Bolton, like so many of his profession, was an outsider from the establishment: he was a Quaker. He could hold no public office. He was barred from the army, navy and universities. His fellow Quakers were a persecuted minority, especially in Gloucestershire, where a number of them were languishing in prison and where Bolton, as a senior Quaker, was particularly concerned about them. 

He therefore made has way out of London to the west to Rickmansworth, now a London suburb, then a wealthy village within reach of the metropolis, and also the country seat of the bishop of Gloucester, to plead for some of those who had been imprisoned for their beliefs.

This is why the upright, moral Quakers so irritated the establishment with their rigid Puritanism, and also why that rigidity gave them such an advantage as bankers. Because Quakers remove their hats for no man, Bolton immediately torpedoed his cause by refusing to take off his broad-brimmed Quaker hat. The bishop was so furious at this slight that he stormed across, grabbed it from Bolton’s head and flung it across the room. You did not have to be a Quaker to want a man so principled and so rigid to manage your financial affairs.  If you had financial affairs in the 1680s, you did need somebody with a cool head, even if it was covered with a wide-brimmed hat.  

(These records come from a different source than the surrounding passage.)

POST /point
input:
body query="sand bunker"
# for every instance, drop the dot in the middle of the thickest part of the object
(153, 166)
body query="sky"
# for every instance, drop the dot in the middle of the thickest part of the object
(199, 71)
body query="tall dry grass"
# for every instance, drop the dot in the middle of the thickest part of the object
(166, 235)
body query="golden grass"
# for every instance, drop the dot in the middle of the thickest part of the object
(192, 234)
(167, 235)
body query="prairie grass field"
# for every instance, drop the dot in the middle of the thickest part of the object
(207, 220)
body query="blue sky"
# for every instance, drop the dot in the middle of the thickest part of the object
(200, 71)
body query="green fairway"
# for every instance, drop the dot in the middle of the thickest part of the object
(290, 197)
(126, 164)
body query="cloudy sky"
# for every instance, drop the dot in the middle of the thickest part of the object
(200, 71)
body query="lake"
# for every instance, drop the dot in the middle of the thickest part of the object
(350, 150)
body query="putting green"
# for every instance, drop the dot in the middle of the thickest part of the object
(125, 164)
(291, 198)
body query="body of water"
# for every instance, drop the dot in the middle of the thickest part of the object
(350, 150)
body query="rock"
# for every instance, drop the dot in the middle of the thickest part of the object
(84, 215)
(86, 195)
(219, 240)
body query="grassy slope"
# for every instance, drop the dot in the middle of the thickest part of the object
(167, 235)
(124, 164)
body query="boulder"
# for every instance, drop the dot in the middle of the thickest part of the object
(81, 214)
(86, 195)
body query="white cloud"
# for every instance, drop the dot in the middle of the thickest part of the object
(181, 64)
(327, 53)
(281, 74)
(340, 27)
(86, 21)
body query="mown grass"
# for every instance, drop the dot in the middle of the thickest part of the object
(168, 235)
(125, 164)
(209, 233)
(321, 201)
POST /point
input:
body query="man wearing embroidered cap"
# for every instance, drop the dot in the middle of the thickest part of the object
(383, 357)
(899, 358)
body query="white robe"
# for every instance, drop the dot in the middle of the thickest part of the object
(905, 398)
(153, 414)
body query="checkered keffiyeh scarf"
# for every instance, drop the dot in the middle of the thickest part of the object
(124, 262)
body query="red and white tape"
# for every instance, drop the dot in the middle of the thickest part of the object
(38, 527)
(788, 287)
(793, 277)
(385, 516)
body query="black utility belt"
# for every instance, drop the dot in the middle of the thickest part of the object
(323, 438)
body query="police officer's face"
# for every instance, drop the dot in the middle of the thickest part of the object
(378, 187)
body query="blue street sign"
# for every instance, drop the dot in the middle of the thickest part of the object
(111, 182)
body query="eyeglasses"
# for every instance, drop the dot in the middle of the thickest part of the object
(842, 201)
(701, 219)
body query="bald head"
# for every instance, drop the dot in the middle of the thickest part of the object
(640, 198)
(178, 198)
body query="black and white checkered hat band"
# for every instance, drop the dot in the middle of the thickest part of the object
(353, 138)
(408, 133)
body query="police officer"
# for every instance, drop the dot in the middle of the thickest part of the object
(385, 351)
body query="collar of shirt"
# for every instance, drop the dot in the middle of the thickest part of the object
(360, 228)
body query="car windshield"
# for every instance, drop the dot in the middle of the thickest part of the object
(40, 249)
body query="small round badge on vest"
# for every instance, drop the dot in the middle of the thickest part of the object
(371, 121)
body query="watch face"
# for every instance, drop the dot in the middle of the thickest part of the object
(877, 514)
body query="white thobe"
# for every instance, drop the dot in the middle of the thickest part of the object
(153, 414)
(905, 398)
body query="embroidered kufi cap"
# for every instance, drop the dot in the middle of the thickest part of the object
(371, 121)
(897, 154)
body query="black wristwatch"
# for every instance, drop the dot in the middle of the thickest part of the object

It was Bolton’s apprentice, a 21-year-old son of a textile merchant from Cirencester, another Quaker called John Freame, who set up shop himself as a goldsmith in Lombard Street in 1690 - and founded the bank that became Barclays.

You can find out more about the bizarre history of Barclays in my book Eminent Corporations.  But the question is how a bank begun in such high morality should have ended up quite where it has.

I still have my business account with Barclays, but after the last round of bonuses - £39.5 million to senior staff - I think it is time to go.

They have 48 million customers worldwide.  We have all donated approximately 82p to the bonus pot this year.  It doesn't sound much compared to their bank charges but we have to do it every year, and I am fed up with it.

There seems no understanding among those who run the bank that these kind of bonuses corrode our lives as well.  We pay it out, and we pay all over again as the price of houses goes up and the price of many other things too.  We pay out a third time because they are being paid for activities that are corroding the real economy of the UK, economically and morally.

Added to which, I had a call from my Barclays business account manager yesterday afternoon who asked me if I had time to talk and then asked me to confirm my date of birth.  I said I don't reveal personal data over the phone - they had phoned me after all - and they sounded surprised.

It may have been a scam, of course, but I suspect it was a version of the same corporate bone-headedness that shells out £39.5 million to the richest and least useful people in the nation.